Despite the recent slowdown, Mexico's overall economic performance over the last five years has been positive. Between 1997 and 2000, GDP expanded at an annual average rate of 5.2%; Mexican trade in goods grew at an annual average rate of 17.1%, the fastest among WTO's twenty largest single Members, with imports slightly outpacing exports. This has gone hand in hand with considerably increased investment: between 1997 and 2000, private investment grew at a annual average rate of 10.6%. During that period, Mexico attracted some US$44 billion in foreign direct investment.

Underpinning this good performance were sound macroeconomic policies, marked by a stable exchange rate, and falling inflation and unemployment. Fiscal deficits were moderate but a better outcome might have been desirable in view of the economy's strong performance. A compromise fiscal package adopted by the Congress for 2002 is expected to increase tax revenue, but by less than originally sought by the Government. Mexico's fiscal position thus remains exposed to fluctuations in petroleum revenues, and to significant contingent liabilities.

The majority of Mexico's trade takes place under preferential rules, with the NAFTA remaining of paramount economic significance. In particular, Mexico's principal trade partner is by far the United States, which in 2000 supplied some 73% of Mexico's imports and attracted about 89% of its exports. That year, Canada was the second largest destination for Mexican products, accounting for some 2% of exports. Outside NAFTA, no individual country absorbed more than 1% of total Mexican exports.

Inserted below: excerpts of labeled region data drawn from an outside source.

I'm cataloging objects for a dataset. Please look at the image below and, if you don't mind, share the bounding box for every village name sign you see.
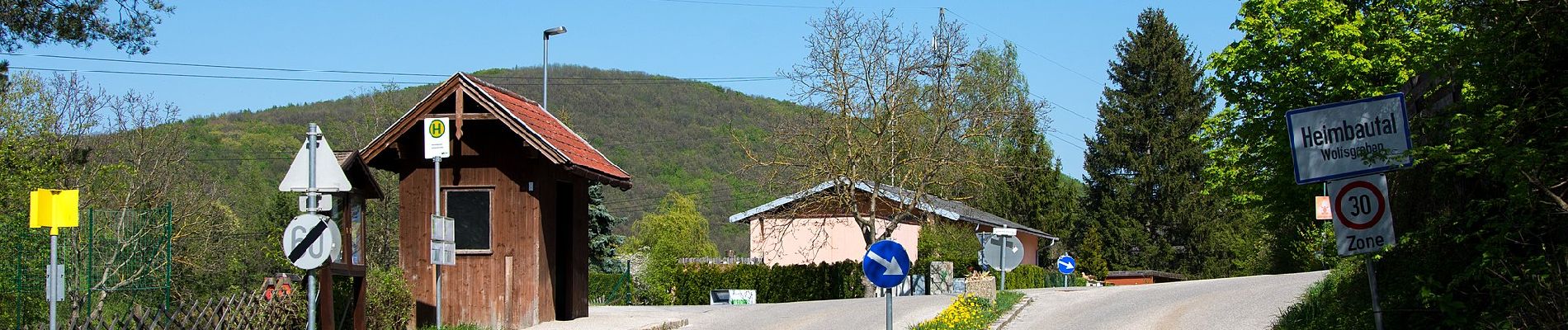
[1286,94,1411,185]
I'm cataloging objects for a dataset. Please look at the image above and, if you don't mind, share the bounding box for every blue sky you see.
[0,0,1240,177]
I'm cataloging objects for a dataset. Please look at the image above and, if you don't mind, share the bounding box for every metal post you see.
[45,234,64,330]
[305,269,317,330]
[883,288,892,330]
[305,122,322,330]
[540,35,550,111]
[1367,258,1383,330]
[996,245,1007,293]
[432,157,441,328]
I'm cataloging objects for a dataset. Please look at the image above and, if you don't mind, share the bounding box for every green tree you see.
[626,192,718,264]
[0,0,174,86]
[1085,9,1214,274]
[1202,0,1457,272]
[588,185,630,272]
[621,192,718,305]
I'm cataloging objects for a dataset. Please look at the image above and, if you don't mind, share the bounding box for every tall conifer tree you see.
[1085,7,1214,274]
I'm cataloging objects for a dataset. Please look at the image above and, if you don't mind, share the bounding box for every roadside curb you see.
[636,319,690,330]
[986,295,1035,330]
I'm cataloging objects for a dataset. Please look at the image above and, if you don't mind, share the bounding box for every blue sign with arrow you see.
[861,241,909,288]
[1057,255,1077,274]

The report adds that Mexico considers the multilateral trading system as the main instrument for the liberalization of world trade. Its support for this system has been recently very visible, for example through Mexico's strong backing for the launch of the Doha Development Agenda and its offer to host the WTO's Fifth Ministerial Conference.

Mexico's trade policy remains closely associated with the promotion of foreign investment, rules for which have been part of both its multilateral and preferential initiatives. With the exception of the agreement with Israel, all of Mexico's FTAs contain investment provisions that grant investors additional protection. Since 1997, Mexico has also undertaken important unilateral steps to open up to foreign investment various service activities, notably financial services and telecommunications. However, a limited number of areas remain off-limits to all private capital, are either entirely reserved for Mexican capital, or require majority Mexican capital, or are subject to prior approval for foreign investment to exceed 49% of total capital.

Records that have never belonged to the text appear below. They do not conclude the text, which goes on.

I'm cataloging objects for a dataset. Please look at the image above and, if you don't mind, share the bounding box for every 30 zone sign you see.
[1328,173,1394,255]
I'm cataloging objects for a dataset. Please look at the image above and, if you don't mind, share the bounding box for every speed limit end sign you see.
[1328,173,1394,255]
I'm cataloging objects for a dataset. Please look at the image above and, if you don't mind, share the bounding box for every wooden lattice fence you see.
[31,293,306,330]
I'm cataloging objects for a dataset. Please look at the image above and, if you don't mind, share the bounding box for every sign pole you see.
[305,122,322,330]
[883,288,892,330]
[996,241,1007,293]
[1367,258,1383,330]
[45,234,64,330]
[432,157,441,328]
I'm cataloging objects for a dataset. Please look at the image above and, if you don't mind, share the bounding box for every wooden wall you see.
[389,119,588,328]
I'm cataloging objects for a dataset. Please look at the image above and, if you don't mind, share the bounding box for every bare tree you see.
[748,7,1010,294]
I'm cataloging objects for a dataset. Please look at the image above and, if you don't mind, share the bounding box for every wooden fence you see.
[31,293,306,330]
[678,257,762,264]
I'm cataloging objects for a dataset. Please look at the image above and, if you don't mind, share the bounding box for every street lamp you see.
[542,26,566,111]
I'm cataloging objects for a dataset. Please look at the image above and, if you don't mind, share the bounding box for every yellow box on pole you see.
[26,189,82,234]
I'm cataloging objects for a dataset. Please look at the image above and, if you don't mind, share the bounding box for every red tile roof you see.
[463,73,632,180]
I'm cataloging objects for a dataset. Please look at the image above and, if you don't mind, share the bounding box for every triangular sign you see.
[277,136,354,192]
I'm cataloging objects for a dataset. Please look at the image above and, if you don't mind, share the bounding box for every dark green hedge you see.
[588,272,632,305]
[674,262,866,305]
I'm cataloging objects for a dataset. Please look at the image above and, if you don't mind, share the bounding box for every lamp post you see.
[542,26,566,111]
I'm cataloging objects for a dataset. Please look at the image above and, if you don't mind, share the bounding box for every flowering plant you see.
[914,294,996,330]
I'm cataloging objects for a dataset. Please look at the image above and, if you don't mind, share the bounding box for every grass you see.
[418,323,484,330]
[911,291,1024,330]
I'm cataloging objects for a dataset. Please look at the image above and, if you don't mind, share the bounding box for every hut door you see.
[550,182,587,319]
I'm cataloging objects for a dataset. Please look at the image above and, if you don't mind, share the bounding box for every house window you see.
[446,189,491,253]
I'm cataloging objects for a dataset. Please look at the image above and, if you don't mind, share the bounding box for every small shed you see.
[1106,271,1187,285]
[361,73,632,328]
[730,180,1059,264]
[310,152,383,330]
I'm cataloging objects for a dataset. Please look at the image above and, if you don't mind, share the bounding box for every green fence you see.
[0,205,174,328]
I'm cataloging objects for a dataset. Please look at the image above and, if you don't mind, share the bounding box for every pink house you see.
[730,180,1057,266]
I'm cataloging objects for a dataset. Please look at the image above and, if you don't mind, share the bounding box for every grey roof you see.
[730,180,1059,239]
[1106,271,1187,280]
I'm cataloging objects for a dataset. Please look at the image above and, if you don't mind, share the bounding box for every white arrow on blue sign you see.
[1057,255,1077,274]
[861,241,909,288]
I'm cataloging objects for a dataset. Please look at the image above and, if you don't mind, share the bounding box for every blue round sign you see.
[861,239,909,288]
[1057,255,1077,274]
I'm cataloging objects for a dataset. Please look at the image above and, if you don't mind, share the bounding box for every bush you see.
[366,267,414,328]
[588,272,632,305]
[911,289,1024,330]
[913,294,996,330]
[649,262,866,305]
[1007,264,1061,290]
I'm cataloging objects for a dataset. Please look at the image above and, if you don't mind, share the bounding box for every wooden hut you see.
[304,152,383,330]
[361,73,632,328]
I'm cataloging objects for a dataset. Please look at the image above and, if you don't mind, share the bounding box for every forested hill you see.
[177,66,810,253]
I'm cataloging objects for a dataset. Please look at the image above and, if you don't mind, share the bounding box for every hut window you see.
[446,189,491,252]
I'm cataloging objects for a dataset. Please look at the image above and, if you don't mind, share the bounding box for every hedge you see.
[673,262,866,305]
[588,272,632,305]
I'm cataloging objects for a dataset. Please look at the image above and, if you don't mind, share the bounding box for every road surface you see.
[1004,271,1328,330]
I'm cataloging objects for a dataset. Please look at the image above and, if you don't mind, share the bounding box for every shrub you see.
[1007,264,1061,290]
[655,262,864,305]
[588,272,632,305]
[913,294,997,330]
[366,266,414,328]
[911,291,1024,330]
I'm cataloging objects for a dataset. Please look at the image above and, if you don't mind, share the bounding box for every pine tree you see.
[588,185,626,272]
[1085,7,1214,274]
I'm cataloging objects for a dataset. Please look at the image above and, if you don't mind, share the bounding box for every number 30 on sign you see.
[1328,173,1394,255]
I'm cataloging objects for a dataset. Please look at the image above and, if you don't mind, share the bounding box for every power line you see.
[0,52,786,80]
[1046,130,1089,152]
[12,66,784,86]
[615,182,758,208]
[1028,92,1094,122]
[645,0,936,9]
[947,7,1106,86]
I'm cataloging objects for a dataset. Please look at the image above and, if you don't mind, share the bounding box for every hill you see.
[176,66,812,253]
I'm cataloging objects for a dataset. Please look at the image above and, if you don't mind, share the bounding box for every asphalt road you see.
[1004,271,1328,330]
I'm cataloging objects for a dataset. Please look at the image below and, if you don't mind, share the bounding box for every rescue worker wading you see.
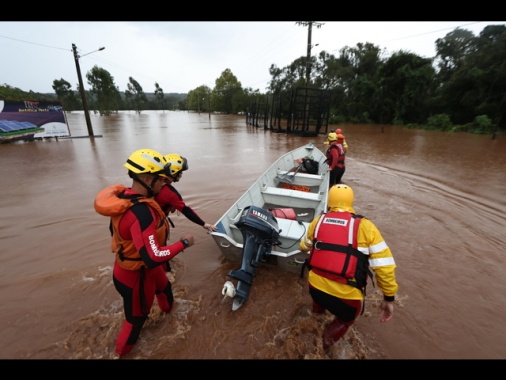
[299,184,398,350]
[155,153,218,232]
[94,149,194,356]
[325,132,346,188]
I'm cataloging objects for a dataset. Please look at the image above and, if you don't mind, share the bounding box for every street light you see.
[72,44,105,137]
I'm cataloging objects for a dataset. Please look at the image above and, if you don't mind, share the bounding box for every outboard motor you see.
[227,205,279,311]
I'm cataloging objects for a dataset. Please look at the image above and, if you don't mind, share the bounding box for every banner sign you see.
[0,100,70,140]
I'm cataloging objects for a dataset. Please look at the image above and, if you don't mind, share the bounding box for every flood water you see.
[0,112,506,359]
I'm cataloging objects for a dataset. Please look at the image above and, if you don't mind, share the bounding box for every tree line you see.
[0,25,506,133]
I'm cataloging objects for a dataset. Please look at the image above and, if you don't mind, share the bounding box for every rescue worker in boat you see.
[323,128,348,153]
[336,128,348,153]
[94,149,194,357]
[299,184,399,350]
[325,132,346,188]
[155,153,218,232]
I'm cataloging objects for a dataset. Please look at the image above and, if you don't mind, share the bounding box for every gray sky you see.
[0,21,506,94]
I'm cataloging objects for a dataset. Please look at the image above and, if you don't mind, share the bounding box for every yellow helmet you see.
[124,149,167,177]
[327,183,355,209]
[327,132,337,141]
[165,153,188,177]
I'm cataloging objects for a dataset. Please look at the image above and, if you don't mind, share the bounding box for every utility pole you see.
[72,44,105,137]
[297,21,324,132]
[297,21,325,87]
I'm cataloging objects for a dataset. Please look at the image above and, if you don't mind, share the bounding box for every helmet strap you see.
[131,173,158,198]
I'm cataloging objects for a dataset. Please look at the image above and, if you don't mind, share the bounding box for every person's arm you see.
[121,205,194,268]
[181,205,217,232]
[299,216,320,252]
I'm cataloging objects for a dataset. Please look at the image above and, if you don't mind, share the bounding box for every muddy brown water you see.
[0,112,506,359]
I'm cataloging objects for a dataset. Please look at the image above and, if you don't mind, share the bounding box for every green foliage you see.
[425,114,453,131]
[464,115,495,133]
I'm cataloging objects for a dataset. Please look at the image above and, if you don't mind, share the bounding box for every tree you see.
[211,69,246,114]
[125,77,148,114]
[155,82,165,112]
[86,65,121,116]
[375,50,436,124]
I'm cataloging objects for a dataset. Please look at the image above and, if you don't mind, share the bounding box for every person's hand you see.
[378,300,394,323]
[179,232,195,247]
[203,223,218,232]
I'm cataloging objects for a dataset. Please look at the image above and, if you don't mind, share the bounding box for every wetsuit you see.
[95,185,185,356]
[325,141,346,187]
[299,207,398,349]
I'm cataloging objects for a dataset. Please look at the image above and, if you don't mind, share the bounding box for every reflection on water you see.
[0,112,506,359]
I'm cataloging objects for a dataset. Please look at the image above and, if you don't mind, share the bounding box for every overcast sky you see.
[0,21,506,94]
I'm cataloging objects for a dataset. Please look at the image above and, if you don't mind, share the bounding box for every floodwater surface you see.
[0,112,506,359]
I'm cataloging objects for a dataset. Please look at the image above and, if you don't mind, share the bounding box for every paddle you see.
[278,162,304,184]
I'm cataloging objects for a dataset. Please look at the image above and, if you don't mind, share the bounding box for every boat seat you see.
[262,186,322,208]
[276,218,309,240]
[276,169,324,187]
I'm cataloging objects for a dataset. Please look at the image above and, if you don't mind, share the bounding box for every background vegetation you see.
[0,25,506,134]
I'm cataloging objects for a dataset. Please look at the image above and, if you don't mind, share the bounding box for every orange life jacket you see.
[94,184,169,270]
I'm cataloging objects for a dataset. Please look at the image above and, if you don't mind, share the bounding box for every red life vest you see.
[325,144,346,168]
[308,211,372,294]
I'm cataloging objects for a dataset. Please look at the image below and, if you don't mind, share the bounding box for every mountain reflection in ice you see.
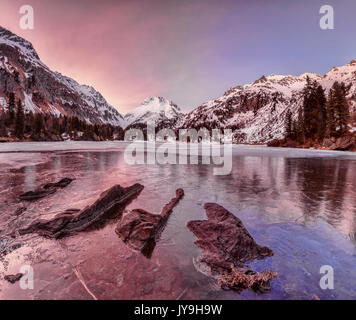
[0,145,356,299]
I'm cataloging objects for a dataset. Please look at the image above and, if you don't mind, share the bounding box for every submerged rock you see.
[115,189,184,258]
[19,183,144,238]
[4,273,23,284]
[20,178,74,201]
[187,203,277,291]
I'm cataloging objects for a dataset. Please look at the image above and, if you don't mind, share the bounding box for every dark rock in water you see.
[4,273,23,284]
[115,189,184,258]
[20,178,74,201]
[19,184,143,238]
[187,203,277,291]
[43,178,73,189]
[20,189,57,201]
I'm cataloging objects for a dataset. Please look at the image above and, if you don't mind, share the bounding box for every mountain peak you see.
[0,26,40,60]
[125,96,183,125]
[0,27,125,127]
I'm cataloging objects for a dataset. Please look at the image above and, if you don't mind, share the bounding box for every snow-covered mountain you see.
[0,27,125,127]
[177,60,356,143]
[124,97,183,127]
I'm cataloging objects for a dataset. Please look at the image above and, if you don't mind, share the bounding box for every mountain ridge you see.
[0,27,125,127]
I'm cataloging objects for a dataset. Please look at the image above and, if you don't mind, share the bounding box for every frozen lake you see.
[0,142,356,299]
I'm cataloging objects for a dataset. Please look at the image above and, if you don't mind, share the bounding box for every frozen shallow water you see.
[0,142,356,299]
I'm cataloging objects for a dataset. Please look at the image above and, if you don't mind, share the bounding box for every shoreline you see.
[0,140,356,158]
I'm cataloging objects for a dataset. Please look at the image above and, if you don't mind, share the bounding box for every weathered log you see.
[20,178,74,201]
[19,184,143,238]
[115,189,184,258]
[187,203,277,291]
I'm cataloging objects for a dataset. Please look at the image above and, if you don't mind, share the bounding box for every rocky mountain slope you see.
[0,27,125,127]
[124,97,183,127]
[177,60,356,143]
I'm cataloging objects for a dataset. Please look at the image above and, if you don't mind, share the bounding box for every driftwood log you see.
[115,189,184,258]
[187,203,277,292]
[20,178,74,201]
[19,184,144,238]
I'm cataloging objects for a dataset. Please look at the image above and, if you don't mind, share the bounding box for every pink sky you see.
[0,0,356,114]
[0,0,225,113]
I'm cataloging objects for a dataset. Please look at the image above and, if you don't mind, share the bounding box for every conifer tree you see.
[7,92,15,126]
[284,109,292,138]
[15,100,25,139]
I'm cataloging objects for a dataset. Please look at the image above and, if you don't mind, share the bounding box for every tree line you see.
[285,77,351,144]
[0,92,124,141]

Since its previous Review in 1997, the report says, Mexico has implemented MFN tariff increases that raised the simple average applied rate by some three percentage points, to 16.5% in 2001. As a result, and in contrast with the situation prevailing in 1997, Mexico's tariff structure for 2001 showed clear tariff escalation.

The number of different tariff-quota schemes adds complexity to Mexico's import regime. Mexico applies tariff quotas on several agricultural products, with most quotas reserved for specific countries. The basis for customs valuation varies according to the origin of imports: f.o.b. for imports from NAFTA partners, and c.i.f. for other imports. And Mexico is an active user of contingency measures, mainly anti-dumping.

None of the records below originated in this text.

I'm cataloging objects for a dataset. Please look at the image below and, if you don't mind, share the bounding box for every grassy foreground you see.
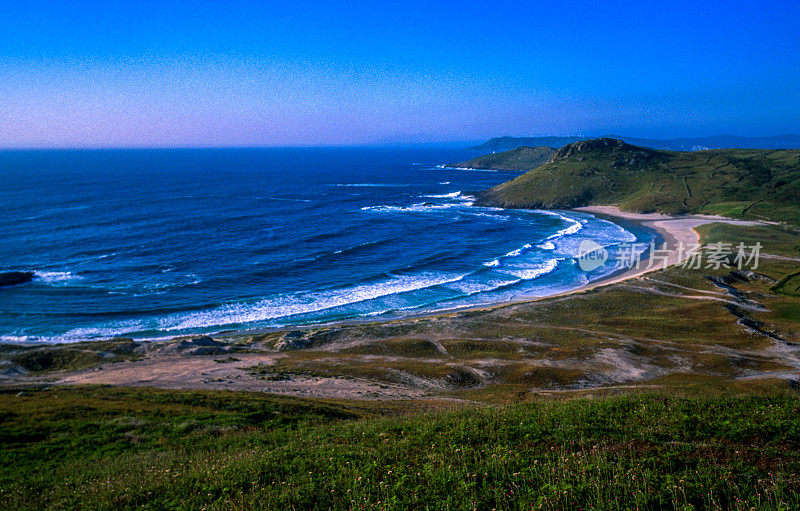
[0,384,800,509]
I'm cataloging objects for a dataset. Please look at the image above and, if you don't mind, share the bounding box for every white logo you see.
[576,240,608,272]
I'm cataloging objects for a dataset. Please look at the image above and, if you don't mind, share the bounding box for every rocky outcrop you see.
[547,138,656,163]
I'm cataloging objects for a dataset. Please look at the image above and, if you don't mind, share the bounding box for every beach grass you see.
[0,383,800,509]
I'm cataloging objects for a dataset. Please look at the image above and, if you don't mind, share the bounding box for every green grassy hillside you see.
[0,387,800,510]
[445,147,556,172]
[477,139,800,223]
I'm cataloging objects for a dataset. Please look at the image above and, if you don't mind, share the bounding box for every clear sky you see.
[0,0,800,147]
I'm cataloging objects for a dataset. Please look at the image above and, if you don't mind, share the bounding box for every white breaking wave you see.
[494,259,564,280]
[157,274,467,331]
[423,190,461,199]
[33,271,83,284]
[361,201,472,213]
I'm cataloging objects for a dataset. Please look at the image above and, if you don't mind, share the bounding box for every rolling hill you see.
[470,135,800,153]
[445,146,556,171]
[476,138,800,224]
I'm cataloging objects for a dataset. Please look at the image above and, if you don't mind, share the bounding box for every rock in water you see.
[0,271,33,287]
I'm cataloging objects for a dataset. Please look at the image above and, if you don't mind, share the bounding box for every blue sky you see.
[0,0,800,147]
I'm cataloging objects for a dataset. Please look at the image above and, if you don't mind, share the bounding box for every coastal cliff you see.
[476,138,800,223]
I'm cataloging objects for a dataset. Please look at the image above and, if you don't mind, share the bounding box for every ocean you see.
[0,148,649,342]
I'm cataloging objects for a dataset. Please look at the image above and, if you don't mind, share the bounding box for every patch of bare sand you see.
[55,353,425,399]
[571,206,764,292]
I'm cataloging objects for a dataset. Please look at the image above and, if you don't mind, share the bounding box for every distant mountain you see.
[470,135,800,153]
[476,138,800,224]
[445,146,556,171]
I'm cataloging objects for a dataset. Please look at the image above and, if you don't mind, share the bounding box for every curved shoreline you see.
[230,206,763,335]
[3,206,763,344]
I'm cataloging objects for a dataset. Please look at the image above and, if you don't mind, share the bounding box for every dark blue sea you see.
[0,148,646,342]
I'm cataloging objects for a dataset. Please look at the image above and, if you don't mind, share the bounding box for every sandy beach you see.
[32,206,788,399]
[570,206,763,293]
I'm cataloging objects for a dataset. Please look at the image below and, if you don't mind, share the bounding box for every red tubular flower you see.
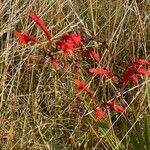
[93,106,104,120]
[28,12,52,44]
[51,58,59,69]
[82,48,100,61]
[14,29,40,47]
[102,102,125,112]
[74,79,94,100]
[73,64,80,73]
[62,31,82,45]
[56,40,75,56]
[127,59,150,68]
[89,67,114,79]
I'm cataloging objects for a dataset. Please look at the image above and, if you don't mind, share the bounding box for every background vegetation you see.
[0,0,150,150]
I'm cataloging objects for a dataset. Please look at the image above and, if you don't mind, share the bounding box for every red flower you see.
[74,79,94,100]
[28,12,52,44]
[82,48,100,61]
[74,64,80,73]
[89,67,113,79]
[56,40,75,56]
[51,58,59,69]
[63,62,67,73]
[62,31,82,45]
[93,106,104,120]
[14,29,40,47]
[127,59,150,67]
[102,102,125,112]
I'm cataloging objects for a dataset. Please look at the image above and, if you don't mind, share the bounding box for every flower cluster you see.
[13,12,150,122]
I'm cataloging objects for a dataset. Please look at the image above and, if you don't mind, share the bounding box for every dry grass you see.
[0,0,150,150]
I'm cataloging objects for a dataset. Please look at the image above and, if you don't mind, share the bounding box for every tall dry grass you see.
[0,0,150,150]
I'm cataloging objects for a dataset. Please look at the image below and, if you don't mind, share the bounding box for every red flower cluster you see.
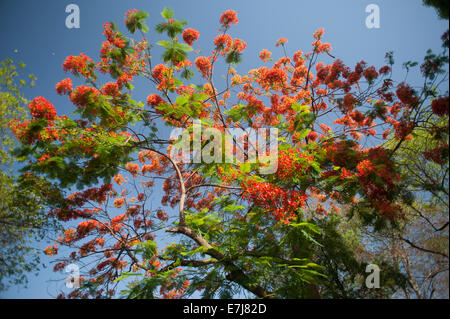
[275,38,287,47]
[102,82,120,97]
[396,82,418,105]
[195,56,212,78]
[220,10,239,28]
[431,96,449,116]
[70,85,100,107]
[182,28,200,45]
[147,94,164,106]
[63,53,94,78]
[55,78,72,95]
[242,180,307,223]
[28,96,56,122]
[259,49,272,62]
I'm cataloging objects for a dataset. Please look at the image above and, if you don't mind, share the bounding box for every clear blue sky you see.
[0,0,448,298]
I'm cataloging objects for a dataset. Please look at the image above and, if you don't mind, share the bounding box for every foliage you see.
[0,59,57,290]
[7,9,449,298]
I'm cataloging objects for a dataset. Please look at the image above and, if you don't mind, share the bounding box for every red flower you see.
[195,56,212,77]
[44,245,58,256]
[55,78,72,95]
[125,163,139,177]
[275,38,287,47]
[395,83,418,105]
[431,96,449,116]
[28,96,56,121]
[183,29,200,45]
[220,10,239,28]
[70,85,99,107]
[259,49,272,62]
[147,94,164,106]
[307,131,319,141]
[102,82,120,96]
[113,197,125,208]
[344,93,357,111]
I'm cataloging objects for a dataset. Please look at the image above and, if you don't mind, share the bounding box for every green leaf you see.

The report notes that in part to offset the anti-export bias resulting from trade barriers on imports, Mexico promotes exports through various duty and tax concessions, one of which has been notified to the WTO as an export subsidy. Under these schemes, unless otherwise specified by an FTA, imported inputs incorporated into export goods are not subject to tariffs; in addition, Mexico promotes exports through various administrative tax facilitation schemes.

Mexico also operates numerous programmes in support of selected activities. In general, support is provided through financing facilities, mostly channelled through development banks or public trust funds, or in the form of tax concessions. Certain tax concessions are contingent on meeting national-content requirements, or are granted only if no domestic substitute is available. In 2001, Mexico requested and obtained an extension for the elimination of its WTO-inconsistent TRIMs in the automotive sector.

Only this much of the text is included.